We prove (i) and (ii)

(i) Let ${\mu }_{X_1}\left(x_1\right)\le {\widehat{\mu }}_{X_1}\left(x_1\right)$, ${\nu }_{X_1}\left(x_1\right)\le {\widehat{\nu }}_{X_1}\left(x_1\right)$. Then, $\gamma ={\mu }_{X_1}\left(x_1\right)$, $\theta ={\widehat{\mu }}_X\left(x\right)$, $\delta ={\widehat{\nu }}_{X_1}\left(x_1\right)$, $\lambda ={\nu }_{X_1}\left(x_1\right)$, hence $\gamma \le {\widehat{\mu }}_{X_1}\left(x_1\right)\le \theta$, and $\delta \ge {\nu }_X\left(x_1\right)\ge \lambda$.

(ii) Let ${\mu }_{X_1}\left(x_1\right)\ge {\widehat{\mu }}_{X_1}\left(x_1\right)$, ${\nu }_{X_1}\left(x_1\right)\le {\widehat{\nu }}_{X_1}\left(x_1\right)$. Then, $\gamma ={\widehat{\mu }}_{X_1}\left(x_1\right)$, $\theta ={\mu }_{X_1}\left(x_1\right)$, $\delta ={\widehat{\nu }}_{X_1}\left(x_1\right)$, $\lambda ={\nu }_{X_1}\left(x_1\right)$, hence $\gamma \le {\mu }_{X_1}\left(x_1\right)\le \theta$, and $\delta \ge {\nu }_X\left(x_1\right)\ge \lambda$, from (i) and (ii), we obtain $C{\widehat{N}}_{*}\left(X_1\right)\subseteq X_1\subseteq C{\widehat{N}}^{*}\left(X_1\right)$.

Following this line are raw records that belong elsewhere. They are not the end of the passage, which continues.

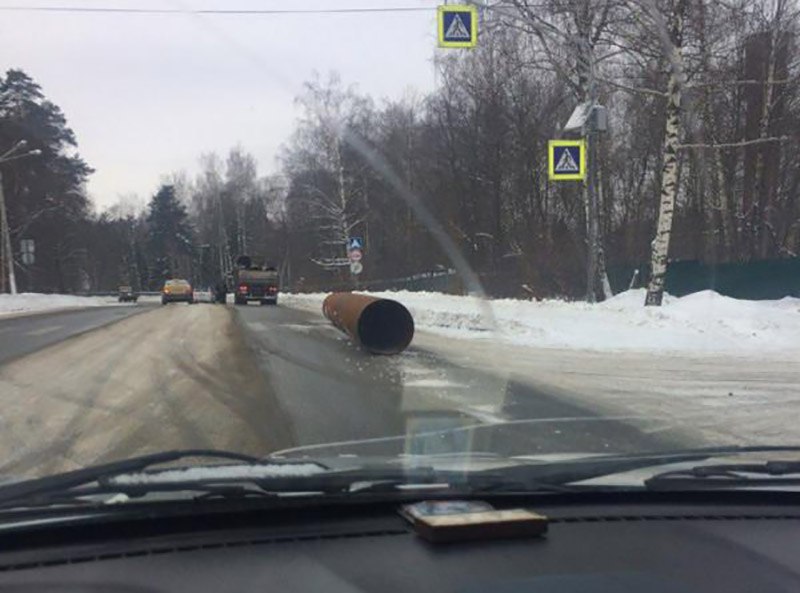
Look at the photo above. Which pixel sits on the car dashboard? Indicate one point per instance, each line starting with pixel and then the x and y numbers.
pixel 664 547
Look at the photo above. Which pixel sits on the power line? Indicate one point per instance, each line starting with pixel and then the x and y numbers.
pixel 219 11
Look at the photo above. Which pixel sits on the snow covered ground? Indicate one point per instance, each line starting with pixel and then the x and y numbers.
pixel 29 302
pixel 704 322
pixel 720 371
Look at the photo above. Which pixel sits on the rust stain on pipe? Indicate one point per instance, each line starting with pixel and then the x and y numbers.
pixel 380 326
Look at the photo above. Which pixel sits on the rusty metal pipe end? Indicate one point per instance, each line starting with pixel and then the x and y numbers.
pixel 380 326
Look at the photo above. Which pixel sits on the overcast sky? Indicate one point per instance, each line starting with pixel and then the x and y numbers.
pixel 146 94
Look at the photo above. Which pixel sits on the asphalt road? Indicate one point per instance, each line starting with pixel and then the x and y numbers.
pixel 25 334
pixel 416 402
pixel 85 387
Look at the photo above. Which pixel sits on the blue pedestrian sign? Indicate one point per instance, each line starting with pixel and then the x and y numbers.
pixel 566 160
pixel 457 26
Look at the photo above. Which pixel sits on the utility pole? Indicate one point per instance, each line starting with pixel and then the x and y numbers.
pixel 8 254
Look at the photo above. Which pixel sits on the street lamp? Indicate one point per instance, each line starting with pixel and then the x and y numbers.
pixel 8 256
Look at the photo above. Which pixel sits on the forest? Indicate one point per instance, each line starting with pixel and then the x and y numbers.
pixel 698 163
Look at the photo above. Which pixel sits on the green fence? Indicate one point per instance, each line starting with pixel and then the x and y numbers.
pixel 758 280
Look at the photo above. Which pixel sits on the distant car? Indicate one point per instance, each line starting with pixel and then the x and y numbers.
pixel 126 295
pixel 205 295
pixel 177 291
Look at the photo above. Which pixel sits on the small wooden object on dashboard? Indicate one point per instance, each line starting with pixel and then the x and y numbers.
pixel 457 521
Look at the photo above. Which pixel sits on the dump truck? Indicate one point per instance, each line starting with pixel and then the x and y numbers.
pixel 251 282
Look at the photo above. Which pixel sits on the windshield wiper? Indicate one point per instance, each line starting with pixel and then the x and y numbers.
pixel 728 475
pixel 64 482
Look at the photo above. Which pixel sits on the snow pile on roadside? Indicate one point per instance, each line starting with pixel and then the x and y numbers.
pixel 702 322
pixel 30 302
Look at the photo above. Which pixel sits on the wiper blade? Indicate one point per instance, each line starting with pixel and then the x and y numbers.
pixel 728 475
pixel 68 480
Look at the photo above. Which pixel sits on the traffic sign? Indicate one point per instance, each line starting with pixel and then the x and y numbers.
pixel 355 254
pixel 566 160
pixel 457 26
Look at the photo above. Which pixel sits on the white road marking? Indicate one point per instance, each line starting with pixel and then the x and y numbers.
pixel 44 330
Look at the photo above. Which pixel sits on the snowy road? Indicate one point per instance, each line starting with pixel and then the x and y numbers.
pixel 263 379
pixel 25 334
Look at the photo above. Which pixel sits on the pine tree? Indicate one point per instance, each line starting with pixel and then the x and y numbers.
pixel 169 238
pixel 44 194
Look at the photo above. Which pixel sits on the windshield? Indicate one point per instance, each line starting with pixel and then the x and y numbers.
pixel 497 230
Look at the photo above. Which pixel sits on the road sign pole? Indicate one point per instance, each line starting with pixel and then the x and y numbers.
pixel 8 255
pixel 591 189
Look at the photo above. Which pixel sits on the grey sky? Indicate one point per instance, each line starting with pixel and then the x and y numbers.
pixel 147 94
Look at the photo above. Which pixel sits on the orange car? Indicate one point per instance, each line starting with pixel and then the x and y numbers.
pixel 176 291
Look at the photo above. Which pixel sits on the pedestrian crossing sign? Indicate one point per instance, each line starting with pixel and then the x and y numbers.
pixel 566 160
pixel 457 26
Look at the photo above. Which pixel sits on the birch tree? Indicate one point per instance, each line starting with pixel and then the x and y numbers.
pixel 673 43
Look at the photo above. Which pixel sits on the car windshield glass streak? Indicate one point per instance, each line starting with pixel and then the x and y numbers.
pixel 455 248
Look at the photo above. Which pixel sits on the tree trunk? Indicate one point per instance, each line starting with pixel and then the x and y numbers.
pixel 669 171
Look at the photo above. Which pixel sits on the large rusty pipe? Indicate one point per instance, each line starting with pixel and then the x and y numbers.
pixel 381 326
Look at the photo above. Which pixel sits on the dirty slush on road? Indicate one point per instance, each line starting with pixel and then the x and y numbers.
pixel 181 376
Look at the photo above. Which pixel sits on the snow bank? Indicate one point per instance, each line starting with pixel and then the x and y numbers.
pixel 704 322
pixel 30 302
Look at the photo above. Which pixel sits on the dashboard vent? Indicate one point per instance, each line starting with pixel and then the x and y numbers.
pixel 159 550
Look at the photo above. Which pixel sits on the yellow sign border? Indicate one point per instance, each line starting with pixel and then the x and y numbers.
pixel 473 30
pixel 551 164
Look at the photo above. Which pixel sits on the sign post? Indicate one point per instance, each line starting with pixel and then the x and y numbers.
pixel 457 26
pixel 355 247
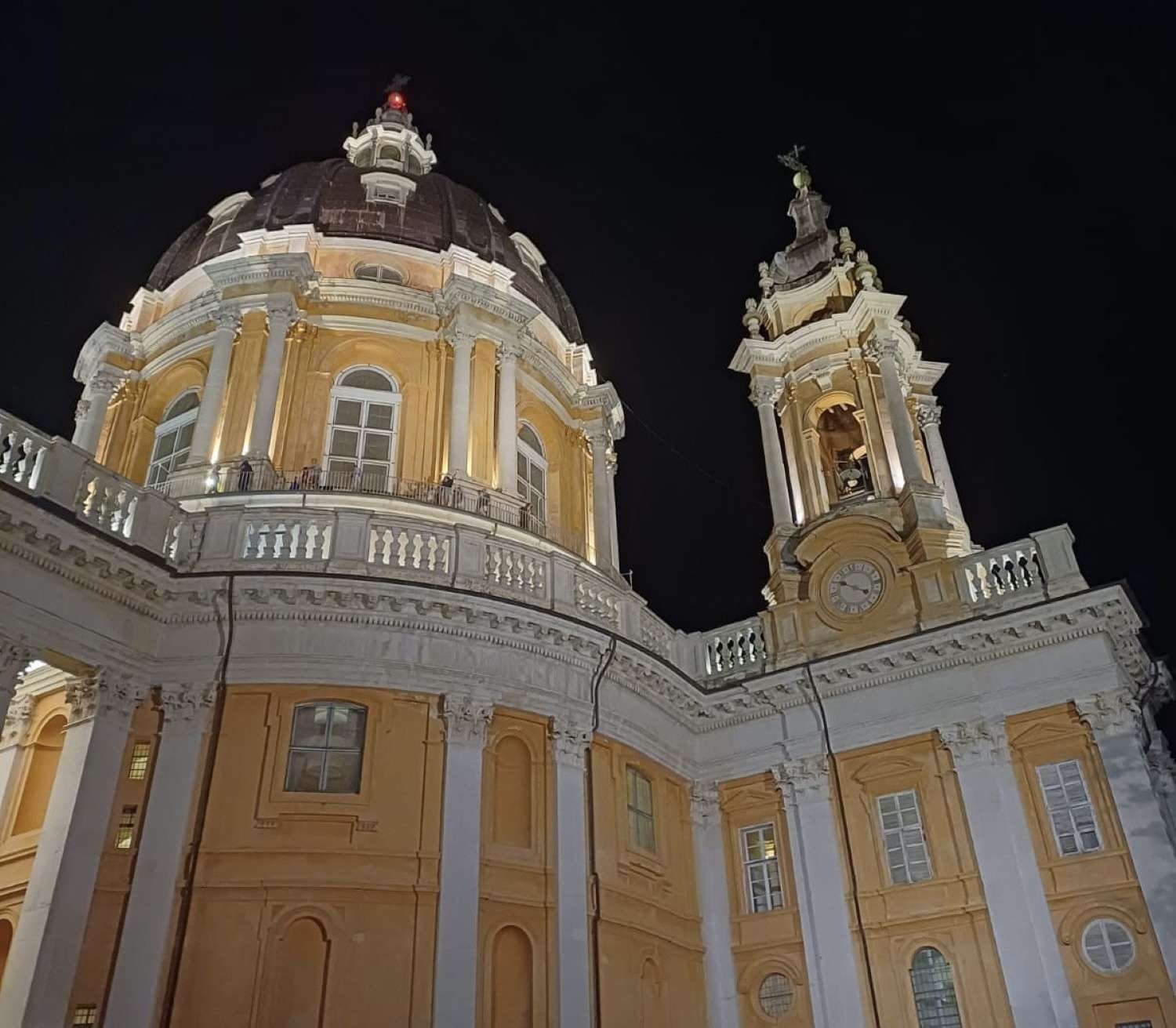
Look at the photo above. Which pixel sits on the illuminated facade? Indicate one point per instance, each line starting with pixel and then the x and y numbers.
pixel 327 703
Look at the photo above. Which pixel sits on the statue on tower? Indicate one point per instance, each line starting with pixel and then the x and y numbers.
pixel 815 242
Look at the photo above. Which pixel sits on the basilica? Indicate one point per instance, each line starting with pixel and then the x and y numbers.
pixel 328 707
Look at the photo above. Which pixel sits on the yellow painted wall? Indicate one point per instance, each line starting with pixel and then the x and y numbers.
pixel 651 964
pixel 517 917
pixel 322 905
pixel 766 943
pixel 1082 887
pixel 947 912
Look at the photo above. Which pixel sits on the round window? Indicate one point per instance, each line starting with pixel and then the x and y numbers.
pixel 1108 946
pixel 776 995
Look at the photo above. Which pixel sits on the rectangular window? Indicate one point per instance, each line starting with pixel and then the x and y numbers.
pixel 1068 805
pixel 641 811
pixel 125 834
pixel 761 868
pixel 140 757
pixel 902 834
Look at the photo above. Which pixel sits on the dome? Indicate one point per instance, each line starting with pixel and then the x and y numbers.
pixel 331 195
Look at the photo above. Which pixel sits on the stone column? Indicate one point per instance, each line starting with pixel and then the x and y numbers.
pixel 884 353
pixel 89 416
pixel 714 906
pixel 228 324
pixel 456 993
pixel 281 313
pixel 612 508
pixel 508 427
pixel 764 393
pixel 1114 719
pixel 834 987
pixel 145 935
pixel 44 957
pixel 597 441
pixel 571 741
pixel 929 416
pixel 463 343
pixel 1025 938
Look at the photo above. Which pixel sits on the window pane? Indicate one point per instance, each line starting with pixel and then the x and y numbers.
pixel 303 771
pixel 347 412
pixel 310 725
pixel 345 444
pixel 343 772
pixel 379 416
pixel 376 447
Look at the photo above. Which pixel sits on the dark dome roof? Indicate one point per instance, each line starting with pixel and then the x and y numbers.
pixel 329 195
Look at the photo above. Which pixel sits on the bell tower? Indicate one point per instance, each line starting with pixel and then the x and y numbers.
pixel 856 470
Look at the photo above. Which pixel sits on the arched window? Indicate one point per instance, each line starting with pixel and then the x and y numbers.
pixel 326 753
pixel 532 472
pixel 379 273
pixel 173 438
pixel 361 434
pixel 935 1000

(4) The proof is similar to (3). □

6. Conclusions

Covering-based rough set theory was combined with $IF{S}_s$ in dealing with uncertainty and decision making process. We approximated IFS on the covering rough set space via the neighborhood of each element of the universe. Three models of the approximation of IFS are introduced by the neighborhood concept. Some examples were used to prove and explain the properties of these approximation structures. We think these models will be useful in the decision-making process. In the future, we will use the concept of the core of the neighborhood of the element in generating a new covering rough $IF$ approximation structure. In the future, we will using the IFS in new different applications (DNA mutation–repair mutation).